I tend to use
File::Find
the most in order to get some file searching and mangling.
Usually my scripts have the same simple structure as follows:$| = 1; # autoflush find( \&directory_scanner, ( $starting_directory ) ); $| = 0; # non autoflush # and the scanner is something like sub directory_scanner{ chomp; return if ( $_ eq $starting_directory || ! -f $_ ); return if ( $File::Find::dir !~ /$re_dir(\d{4}-\d{6})$/ ); ... }
As you can see the event handler invoked by
File::Find
is used to both print some report (the $counter
)
in order to tell me the script is still alive (I do pass 200+k files at once) but, most notably, applies a regexp
to the directory I'm in in order to avoid some staging/backup/etc. directory that could be likely the one I'm interested
into but I don't want the script to pass.

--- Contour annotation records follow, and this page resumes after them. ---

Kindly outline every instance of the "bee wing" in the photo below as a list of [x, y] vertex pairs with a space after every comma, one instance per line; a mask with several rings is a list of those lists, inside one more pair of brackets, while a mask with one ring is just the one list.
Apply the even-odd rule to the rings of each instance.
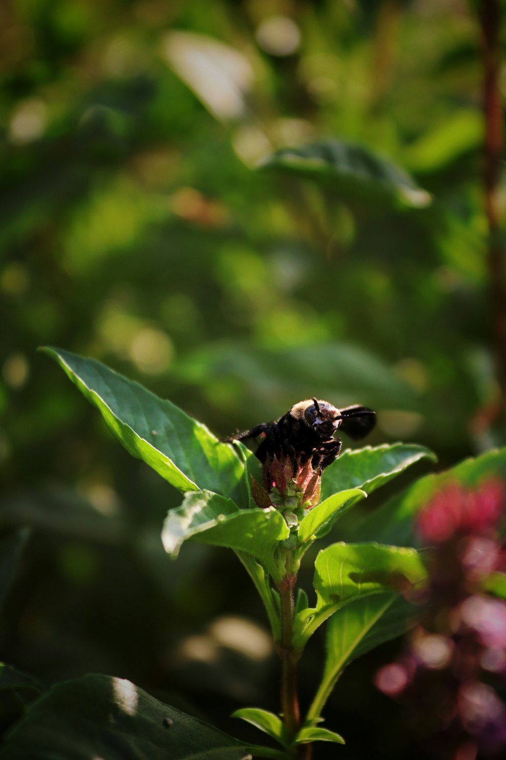
[[368, 407], [354, 404], [341, 409], [341, 414], [342, 422], [340, 430], [354, 440], [364, 438], [376, 424], [376, 412]]

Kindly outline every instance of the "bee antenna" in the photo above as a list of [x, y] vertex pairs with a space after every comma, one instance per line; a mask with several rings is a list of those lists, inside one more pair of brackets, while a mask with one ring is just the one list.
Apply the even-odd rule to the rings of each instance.
[[335, 420], [347, 420], [348, 417], [365, 417], [369, 414], [376, 414], [372, 409], [357, 409], [346, 412], [344, 414], [338, 414]]

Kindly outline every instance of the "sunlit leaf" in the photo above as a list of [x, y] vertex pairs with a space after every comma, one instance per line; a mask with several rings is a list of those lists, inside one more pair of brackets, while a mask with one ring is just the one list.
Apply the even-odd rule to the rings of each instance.
[[336, 744], [344, 744], [344, 739], [335, 731], [327, 728], [319, 728], [318, 726], [308, 726], [301, 728], [295, 738], [295, 744], [308, 744], [310, 742], [334, 742]]
[[290, 737], [279, 716], [268, 710], [260, 710], [259, 708], [241, 708], [232, 713], [232, 717], [240, 717], [256, 726], [261, 731], [275, 739], [284, 747], [288, 747]]
[[322, 477], [322, 498], [344, 489], [360, 488], [371, 493], [420, 459], [435, 461], [425, 446], [411, 443], [383, 444], [343, 451]]
[[313, 585], [316, 606], [295, 618], [294, 641], [302, 648], [319, 625], [346, 604], [370, 594], [404, 591], [427, 577], [414, 549], [378, 543], [334, 543], [318, 554]]
[[299, 527], [299, 541], [302, 543], [312, 536], [326, 535], [336, 520], [366, 496], [364, 491], [355, 488], [335, 493], [320, 502], [303, 518]]
[[163, 39], [169, 65], [217, 119], [242, 116], [253, 68], [240, 50], [203, 34], [171, 31]]
[[412, 143], [406, 150], [405, 160], [413, 171], [436, 171], [463, 154], [479, 149], [483, 134], [483, 116], [478, 109], [457, 111]]
[[359, 599], [332, 615], [327, 622], [325, 670], [308, 719], [321, 714], [339, 676], [352, 660], [401, 635], [419, 613], [404, 597], [390, 591]]
[[403, 169], [367, 148], [342, 141], [281, 148], [261, 166], [323, 181], [346, 200], [385, 198], [414, 208], [431, 201], [429, 194]]
[[488, 594], [500, 599], [506, 599], [506, 573], [493, 572], [482, 583], [482, 588]]
[[244, 492], [244, 465], [201, 423], [99, 362], [59, 349], [43, 350], [99, 407], [127, 451], [179, 490]]
[[437, 475], [420, 478], [364, 519], [353, 531], [353, 537], [385, 543], [414, 543], [416, 515], [438, 491], [456, 483], [476, 488], [488, 478], [497, 477], [506, 480], [506, 448], [487, 451]]
[[243, 509], [230, 499], [210, 491], [187, 493], [181, 507], [171, 509], [163, 526], [165, 551], [176, 556], [184, 541], [226, 546], [253, 554], [272, 567], [274, 550], [290, 535], [275, 509]]

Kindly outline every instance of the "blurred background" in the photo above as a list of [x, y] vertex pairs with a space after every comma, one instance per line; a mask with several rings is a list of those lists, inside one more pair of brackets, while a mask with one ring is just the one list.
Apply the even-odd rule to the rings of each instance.
[[[246, 574], [211, 547], [165, 557], [181, 496], [41, 344], [99, 359], [220, 436], [316, 395], [372, 407], [368, 443], [424, 443], [441, 467], [501, 442], [483, 423], [501, 388], [482, 59], [464, 0], [2, 3], [0, 510], [33, 528], [2, 659], [46, 682], [127, 677], [253, 740], [226, 716], [277, 709]], [[328, 140], [414, 189], [357, 192], [353, 176], [269, 160]], [[327, 708], [344, 760], [415, 756], [401, 708], [371, 686], [392, 646], [352, 665]], [[322, 648], [303, 660], [303, 703]]]

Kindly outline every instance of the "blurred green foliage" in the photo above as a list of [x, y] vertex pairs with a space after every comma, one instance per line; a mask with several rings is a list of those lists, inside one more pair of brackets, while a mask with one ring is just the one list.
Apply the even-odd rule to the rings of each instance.
[[[316, 395], [377, 409], [372, 443], [445, 464], [489, 446], [476, 18], [464, 0], [8, 0], [0, 30], [0, 508], [35, 529], [4, 648], [49, 680], [169, 673], [184, 709], [258, 700], [256, 663], [236, 678], [233, 653], [217, 686], [173, 654], [209, 616], [255, 616], [231, 603], [244, 578], [207, 547], [170, 563], [178, 496], [35, 350], [98, 358], [218, 435]], [[327, 139], [432, 202], [256, 169]]]

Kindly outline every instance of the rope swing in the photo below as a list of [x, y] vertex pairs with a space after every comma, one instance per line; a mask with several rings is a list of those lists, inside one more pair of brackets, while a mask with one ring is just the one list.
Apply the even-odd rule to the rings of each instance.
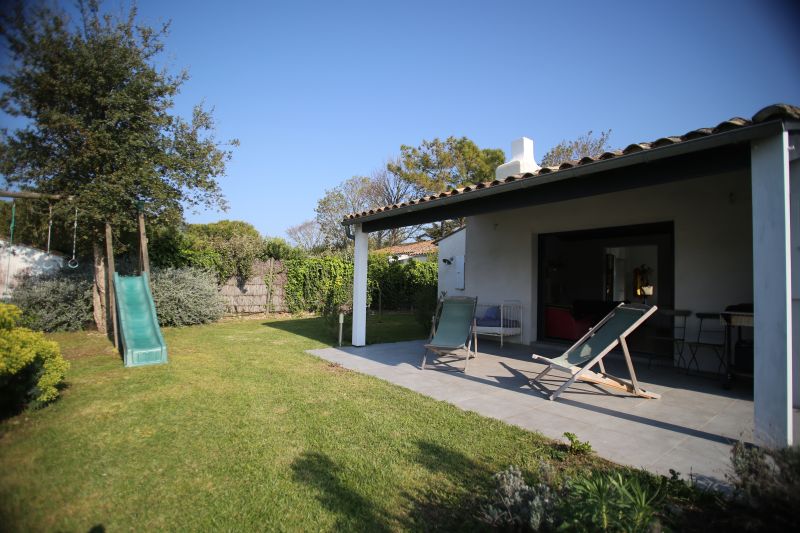
[[[48, 243], [50, 236], [47, 237]], [[78, 260], [75, 259], [75, 243], [78, 240], [78, 208], [75, 208], [75, 222], [72, 223], [72, 259], [67, 261], [67, 266], [70, 268], [78, 268]], [[49, 248], [49, 246], [48, 246]]]

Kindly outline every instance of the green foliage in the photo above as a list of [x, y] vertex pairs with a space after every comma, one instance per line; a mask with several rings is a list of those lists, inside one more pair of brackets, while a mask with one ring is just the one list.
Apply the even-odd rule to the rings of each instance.
[[249, 222], [242, 220], [220, 220], [208, 224], [189, 224], [186, 227], [189, 237], [204, 241], [219, 239], [233, 239], [235, 237], [249, 237], [251, 239], [261, 239], [261, 234]]
[[745, 511], [741, 526], [757, 531], [792, 531], [800, 519], [800, 448], [769, 450], [737, 442], [731, 449], [736, 502]]
[[[284, 291], [290, 312], [333, 312], [336, 306], [352, 305], [353, 262], [346, 254], [292, 259], [285, 266]], [[436, 263], [389, 263], [387, 256], [371, 254], [367, 263], [368, 303], [373, 309], [379, 303], [383, 310], [409, 309], [424, 294], [432, 295], [435, 306], [437, 275]]]
[[610, 136], [611, 130], [601, 131], [599, 137], [594, 137], [589, 131], [575, 140], [561, 141], [544, 154], [540, 164], [543, 167], [555, 167], [583, 157], [598, 157], [609, 151], [608, 138]]
[[[153, 268], [180, 268], [191, 263], [192, 240], [175, 226], [148, 228], [147, 251]], [[131, 242], [135, 242], [132, 237]], [[134, 250], [136, 248], [134, 247]], [[115, 249], [116, 252], [116, 249]], [[203, 265], [209, 268], [209, 265]]]
[[224, 306], [213, 273], [199, 268], [154, 270], [150, 278], [153, 303], [162, 326], [216, 322]]
[[0, 15], [8, 58], [0, 109], [20, 125], [0, 138], [0, 173], [12, 185], [70, 195], [74, 204], [56, 208], [78, 206], [85, 252], [106, 222], [135, 231], [139, 201], [164, 225], [185, 207], [224, 205], [217, 179], [231, 154], [208, 111], [195, 107], [190, 121], [171, 114], [188, 75], [156, 66], [168, 25], [137, 23], [135, 8], [101, 14], [96, 0], [79, 8], [74, 23], [49, 2]]
[[0, 411], [9, 414], [26, 404], [41, 406], [58, 397], [69, 368], [58, 344], [40, 332], [17, 327], [22, 313], [0, 304]]
[[515, 466], [493, 476], [495, 489], [483, 505], [479, 518], [490, 526], [507, 531], [552, 529], [555, 521], [557, 492], [550, 487], [551, 469], [540, 466], [538, 483], [529, 486]]
[[22, 310], [20, 324], [38, 331], [78, 331], [92, 321], [92, 282], [85, 273], [23, 278], [11, 303]]
[[337, 256], [290, 259], [285, 268], [284, 294], [291, 313], [322, 313], [352, 297], [351, 261]]
[[263, 256], [265, 259], [301, 259], [305, 257], [305, 252], [280, 237], [267, 237], [264, 239]]
[[[590, 472], [568, 483], [568, 498], [559, 513], [564, 529], [638, 532], [658, 529], [661, 487], [621, 473]], [[567, 526], [569, 524], [569, 526]]]
[[466, 137], [422, 141], [418, 147], [402, 145], [397, 162], [387, 165], [420, 192], [437, 193], [467, 184], [491, 181], [505, 161], [500, 149], [478, 148]]
[[375, 186], [366, 176], [353, 176], [325, 191], [315, 208], [322, 246], [334, 250], [346, 248], [349, 241], [342, 227], [344, 217], [375, 207], [377, 203]]
[[[386, 165], [389, 173], [414, 187], [416, 196], [492, 181], [495, 170], [505, 161], [499, 148], [479, 148], [466, 137], [422, 141], [417, 146], [402, 145], [400, 157]], [[407, 194], [410, 194], [407, 193]], [[445, 220], [425, 226], [431, 239], [444, 237], [463, 225], [463, 220]]]
[[220, 284], [231, 277], [243, 284], [252, 276], [256, 260], [264, 256], [261, 234], [247, 222], [221, 220], [190, 224], [186, 235], [189, 242], [182, 255], [187, 263], [213, 270]]
[[569, 441], [569, 453], [572, 455], [591, 455], [592, 445], [589, 444], [589, 441], [582, 441], [578, 439], [578, 436], [574, 433], [570, 433], [569, 431], [564, 433], [564, 437]]
[[433, 291], [436, 298], [438, 265], [435, 261], [389, 262], [384, 254], [370, 254], [367, 267], [370, 300], [372, 307], [400, 310], [416, 308], [415, 300], [420, 291]]

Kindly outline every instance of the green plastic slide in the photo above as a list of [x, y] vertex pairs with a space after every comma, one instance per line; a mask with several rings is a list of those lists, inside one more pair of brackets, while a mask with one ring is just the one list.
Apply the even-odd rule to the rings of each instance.
[[115, 272], [114, 295], [125, 366], [166, 363], [167, 345], [158, 326], [147, 272], [141, 276]]

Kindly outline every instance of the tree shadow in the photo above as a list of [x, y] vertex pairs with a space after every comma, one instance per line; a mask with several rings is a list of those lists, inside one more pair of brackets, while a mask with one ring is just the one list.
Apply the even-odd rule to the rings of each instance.
[[[321, 317], [274, 320], [263, 322], [261, 325], [285, 331], [286, 333], [291, 333], [299, 337], [305, 337], [323, 344], [333, 345], [336, 343], [336, 337], [325, 324], [325, 320]], [[349, 338], [347, 340], [349, 341]]]
[[421, 493], [404, 493], [410, 502], [404, 524], [408, 529], [490, 530], [477, 516], [483, 498], [491, 491], [493, 471], [461, 452], [430, 441], [417, 442], [413, 460], [440, 482]]
[[311, 487], [317, 500], [337, 515], [337, 531], [391, 531], [386, 513], [342, 480], [341, 467], [319, 452], [292, 462], [294, 479]]

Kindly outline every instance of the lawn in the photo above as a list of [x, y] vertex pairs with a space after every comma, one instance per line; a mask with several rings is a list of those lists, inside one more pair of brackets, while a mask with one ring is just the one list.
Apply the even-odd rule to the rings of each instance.
[[[373, 341], [419, 337], [370, 320]], [[544, 437], [305, 353], [332, 343], [320, 319], [164, 336], [168, 365], [126, 369], [101, 335], [51, 335], [68, 386], [0, 423], [2, 529], [472, 529], [494, 472], [556, 461]]]

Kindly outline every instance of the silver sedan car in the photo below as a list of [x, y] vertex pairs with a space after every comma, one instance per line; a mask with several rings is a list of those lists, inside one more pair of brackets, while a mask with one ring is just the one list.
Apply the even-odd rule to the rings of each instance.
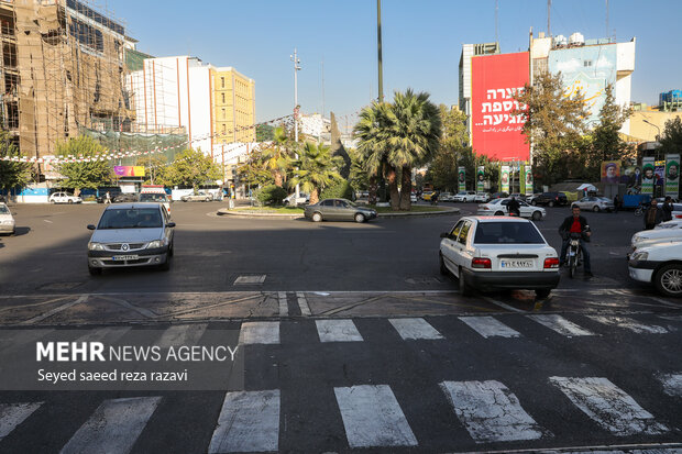
[[571, 207], [579, 207], [583, 211], [614, 211], [614, 201], [607, 197], [587, 196], [571, 203]]

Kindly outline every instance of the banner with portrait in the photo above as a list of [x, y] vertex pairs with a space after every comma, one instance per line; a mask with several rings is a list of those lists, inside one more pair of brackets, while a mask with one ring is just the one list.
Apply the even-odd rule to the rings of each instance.
[[656, 179], [653, 163], [652, 156], [641, 159], [641, 193], [653, 193], [653, 181]]
[[485, 190], [485, 167], [479, 166], [476, 169], [476, 192]]
[[499, 190], [509, 193], [509, 166], [499, 168]]
[[460, 192], [465, 191], [466, 190], [466, 167], [460, 166], [458, 168], [458, 181], [459, 181]]
[[678, 198], [680, 193], [680, 154], [666, 155], [666, 196]]
[[620, 182], [620, 162], [604, 160], [602, 163], [602, 182], [617, 185]]

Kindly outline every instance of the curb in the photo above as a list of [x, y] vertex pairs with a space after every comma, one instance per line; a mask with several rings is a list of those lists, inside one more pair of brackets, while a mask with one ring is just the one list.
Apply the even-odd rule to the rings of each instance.
[[[437, 215], [452, 215], [460, 214], [459, 208], [446, 208], [442, 211], [421, 211], [421, 212], [409, 212], [409, 213], [378, 213], [378, 218], [408, 218], [408, 217], [419, 217], [419, 218], [430, 218]], [[229, 210], [227, 208], [221, 208], [218, 210], [218, 215], [230, 215], [234, 218], [273, 218], [273, 219], [304, 219], [304, 214], [279, 214], [279, 213], [249, 213], [237, 210]]]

For a few times I've tried to convert my
Find::File
based scripts to File::Find::Rule
, just to get more used with such
interface, but I didn't know how to fix the application of regular expression to the traversing path. Reading a little more
deeply the documentation I found the exec
subroutine that allows me to specify an handler (i.e., a subroutine) that can
return true
or false
depending on what I want to do on the file I'm visiting.
Therefore, converting my scripts becomes as easy as follows:
$| = 1; my $engine = File::Find::Rule->new(); my @files = $engine->file() ->exec( sub { my ( $shortname, $path, $fullname ) = @_; return $path !~ /$re_dir(\d{4}-\d{6})$/; } ) ->exec( sub{ my ( $shortname, $path, $fullname ) = @_; $counter++; return $shortname =~ /KCL/; } ) ->exec( sub{ my ( $shortname, $path, $fullname ) = @_; print "." if ( $counter % 100 == 0 ); print "$counter\n" if ( $counter % 1000 == 0 ); return 1; # do not forget ! } ) ->in( $starting_directory ); $| = 0;
I've kept three different handlers for readibility sake, but as you can
image, it is possible to shrink them down into a single one.
The funny part here is that I can check the path against a regexp again.
The drawback is that an handler used for output reporting only must
return always a true value.
In the case you are wondering, the autoflush is used simply to display the dots while the program is running.